La publication des Perspectives économiques en Afrique 2022 intervient dans un contexte de deux crises mondiales majeures: la pandémie persistante de Covid-19 et le conflit russo-ukrainien. Ce dernier a éclaté alors que l’économie africaine était sur la voie de la reprise après l’impact dévastateur de la pandémie, et il menace de faire reculer les perspectives économiques prometteuses du continent. « La croissance du PIB réel de l’Afrique devrait ralentir à 4,1% en 2022, contre 6,9% en 2021, en grande partie en raison des effets néfastes de la pandémie persistante de Covid-19 et du déclenchement du conflit russo-ukrainien », indique le document.
Recul des trajectoires de croissance
Les perturbations dans les secteurs de l’agriculture, des engrais et de l’énergie, à la suite du conflit russo-ukrainien et des sanctions correspondantes sur le commerce avec la Russie, ont fait pencher la balance des risques pesant sur les perspectives économiques de l’Afrique vers le bas.

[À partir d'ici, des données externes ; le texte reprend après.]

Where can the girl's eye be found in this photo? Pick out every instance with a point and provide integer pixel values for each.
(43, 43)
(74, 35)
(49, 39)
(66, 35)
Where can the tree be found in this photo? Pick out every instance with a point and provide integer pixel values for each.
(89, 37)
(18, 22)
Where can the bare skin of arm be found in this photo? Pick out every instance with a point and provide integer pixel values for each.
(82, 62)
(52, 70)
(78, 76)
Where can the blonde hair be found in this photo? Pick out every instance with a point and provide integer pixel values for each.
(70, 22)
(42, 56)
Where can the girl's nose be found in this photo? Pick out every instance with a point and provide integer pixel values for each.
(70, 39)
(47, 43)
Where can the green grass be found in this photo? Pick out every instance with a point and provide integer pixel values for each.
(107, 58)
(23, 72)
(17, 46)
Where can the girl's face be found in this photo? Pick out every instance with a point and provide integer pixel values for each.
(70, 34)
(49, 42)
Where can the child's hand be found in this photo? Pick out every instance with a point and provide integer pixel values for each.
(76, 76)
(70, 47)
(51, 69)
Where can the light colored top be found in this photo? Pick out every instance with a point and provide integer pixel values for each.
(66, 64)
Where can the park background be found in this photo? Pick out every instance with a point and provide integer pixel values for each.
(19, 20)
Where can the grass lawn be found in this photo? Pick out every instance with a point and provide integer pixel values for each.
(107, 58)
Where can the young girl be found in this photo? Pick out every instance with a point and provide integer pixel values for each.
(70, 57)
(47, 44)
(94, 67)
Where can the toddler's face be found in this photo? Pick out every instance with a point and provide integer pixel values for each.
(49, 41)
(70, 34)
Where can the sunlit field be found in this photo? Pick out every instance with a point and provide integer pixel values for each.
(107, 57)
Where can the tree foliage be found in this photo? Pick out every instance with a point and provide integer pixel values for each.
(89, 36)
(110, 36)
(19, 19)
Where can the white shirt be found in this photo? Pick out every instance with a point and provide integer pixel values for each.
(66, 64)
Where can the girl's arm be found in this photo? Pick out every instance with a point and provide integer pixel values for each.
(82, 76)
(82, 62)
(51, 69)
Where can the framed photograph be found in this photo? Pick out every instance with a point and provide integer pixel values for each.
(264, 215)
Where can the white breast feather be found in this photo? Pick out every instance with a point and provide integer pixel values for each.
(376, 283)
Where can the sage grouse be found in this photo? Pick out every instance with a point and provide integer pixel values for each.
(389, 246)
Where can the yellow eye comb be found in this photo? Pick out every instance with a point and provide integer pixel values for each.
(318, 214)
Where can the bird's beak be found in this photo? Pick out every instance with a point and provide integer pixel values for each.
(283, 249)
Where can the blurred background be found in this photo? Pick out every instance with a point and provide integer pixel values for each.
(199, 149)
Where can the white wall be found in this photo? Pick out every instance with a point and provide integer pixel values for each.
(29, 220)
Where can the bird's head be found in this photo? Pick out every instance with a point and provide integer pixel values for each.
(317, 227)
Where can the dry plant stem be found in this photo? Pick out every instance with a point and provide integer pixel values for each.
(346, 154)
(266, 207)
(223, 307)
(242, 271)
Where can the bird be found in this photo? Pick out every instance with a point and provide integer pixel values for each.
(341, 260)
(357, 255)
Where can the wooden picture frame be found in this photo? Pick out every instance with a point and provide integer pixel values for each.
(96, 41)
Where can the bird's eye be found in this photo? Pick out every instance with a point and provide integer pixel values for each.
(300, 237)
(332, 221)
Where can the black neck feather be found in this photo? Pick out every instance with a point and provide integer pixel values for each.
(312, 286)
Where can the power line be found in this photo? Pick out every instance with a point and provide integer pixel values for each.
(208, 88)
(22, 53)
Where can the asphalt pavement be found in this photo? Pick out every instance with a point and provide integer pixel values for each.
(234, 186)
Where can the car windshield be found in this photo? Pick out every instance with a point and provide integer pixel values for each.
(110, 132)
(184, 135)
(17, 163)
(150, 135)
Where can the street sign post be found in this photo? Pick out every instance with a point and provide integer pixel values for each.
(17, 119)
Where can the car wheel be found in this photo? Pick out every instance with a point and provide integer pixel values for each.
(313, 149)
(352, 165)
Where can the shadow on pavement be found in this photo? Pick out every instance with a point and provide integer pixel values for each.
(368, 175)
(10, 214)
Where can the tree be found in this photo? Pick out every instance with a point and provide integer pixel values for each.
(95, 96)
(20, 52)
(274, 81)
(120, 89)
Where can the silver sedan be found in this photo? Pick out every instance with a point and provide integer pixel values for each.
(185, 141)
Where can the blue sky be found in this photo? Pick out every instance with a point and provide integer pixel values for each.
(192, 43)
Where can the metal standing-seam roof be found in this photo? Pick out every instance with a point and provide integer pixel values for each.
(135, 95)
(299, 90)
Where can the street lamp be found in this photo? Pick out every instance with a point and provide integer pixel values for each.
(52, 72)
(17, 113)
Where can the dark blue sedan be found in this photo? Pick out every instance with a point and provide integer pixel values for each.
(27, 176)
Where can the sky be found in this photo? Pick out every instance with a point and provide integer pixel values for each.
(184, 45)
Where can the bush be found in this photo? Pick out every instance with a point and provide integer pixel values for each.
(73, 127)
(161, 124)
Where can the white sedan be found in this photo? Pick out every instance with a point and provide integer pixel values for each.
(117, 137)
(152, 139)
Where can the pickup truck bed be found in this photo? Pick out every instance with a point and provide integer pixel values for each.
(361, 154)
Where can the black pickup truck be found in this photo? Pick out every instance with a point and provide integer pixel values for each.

Le secteur des services, en particulier le tourisme, a montré une forte reprise post-pandémique et devrait rester dynamique à moyen terme, soutenue par l’industrie (en particulier dans les mines) et par la flambée des prix des métaux. Le faible déploiement de la vaccination contre le Covid-19 en Afrique, les vulnérabilités persistantes de la dette souveraine, les niveaux d’endettement élevés et les préoccupations climatiques et environnementales restent les principales menaces pour les trajectoires de croissance à moyen et long terme. « Les populations vulnérables, en particulier dans les zones urbaines, porteront le plus lourd fardeau de la hausse des prix des denrées alimentaires et de l’énergie, et en l’absence de mesures pour amortir l’impact, cela pourrait attiser les tensions sociales à travers le continent. Une réponse politique anticyclique urgente, telle que des subventions pour atténuer l’impact des coûts alimentaires et énergétiques plus élevés, est donc nécessaire », recommande le rapport.
C’est pour cette raison que Macky Sall, président du Sénégal et de l’Union Africaine (UA), s’est rendu, officiellement, en Russie le 3 juin pour contribuer à l’accalmie dans la guerre en Ukraine et à la libération des stocks de céréales et de fertilisants dont le blocage affecte particulièrement les pays africains. « Je suis venu vous voir pour vous demander de prendre conscience que nos pays africains sont des victimes de cette crise au plan économique », a-t-il déclaré au début de sa rencontre avec le président russe, Vladimir Poutine, à Sotchi, au sud de la Russie.